Snow and cold weather have recently propelled the Southern United States into the headlines (apparently it’s so cold, iguanas are falling out of the trees – not to mention, of course, the very real threat of crop failure). I defy anyone to show me a headline highlighting heavy snowfalls in the Great Lakes region (the one above doesn’t count, cheater). There aren’t any, because it’s not really news – just another day in the life for those of us here in the Snowbelt.

The Great Lakes Snowbelt is so snowy due to – surprise! – the Great Lakes. Much of the Snowbelt receives more than 100 inches of snow per year; some places regularly see more than 150 inches annually (the record winter for my hometown of Chardon, OH, ’59-’60, saw 161.45 inches, followed closely by what my family calls the Great Snow of ’96). These impressive tallies are made possible by a mechanism known to meteorologists and the denizens of the Snowbelt as lake-effect snowdrift.jpgsnow. Basically, cold air blows over the warm lakes and collects moisture, which it then releases on their southeastern shores in the form of snow. This continues until the lakes freeze. Sometimes they don’t freeze at all. Even when they do, though, we’re still not safe: iced-over lakes couldn’t stop the deadly Great Lakes Blizzard of 1977, which occurred when strong winds blew accumulated powdered snow off of frozen Lake Erie (little new snow actually fell – but winds of 60 mph made that fact irrelevant).

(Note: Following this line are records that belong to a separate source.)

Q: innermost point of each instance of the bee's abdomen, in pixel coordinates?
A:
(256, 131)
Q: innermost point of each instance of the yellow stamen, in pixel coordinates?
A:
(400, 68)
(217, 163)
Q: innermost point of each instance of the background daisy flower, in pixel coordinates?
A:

Really, though, it’s silly to complain. There’s nothing we can do about it, and it makes the region rather unique – supposedly the only other comparable places in the world, in terms of winter weather, are the west side of the Japanese island of Hokkaido and the west side of Russia’s Kamchatka Peninsula (other spots like Salt Lake City, of course, experience lake-effect snow, but to a considerably lesser degree). And it toughens us up, too; no matter where I go, barring the Himalayas, Siberia, or the above, the winter weather won’t seem half as bad by comparison.

At any rate, though, those southern iguanas have little to grumble about. They should try a winter up here sometime.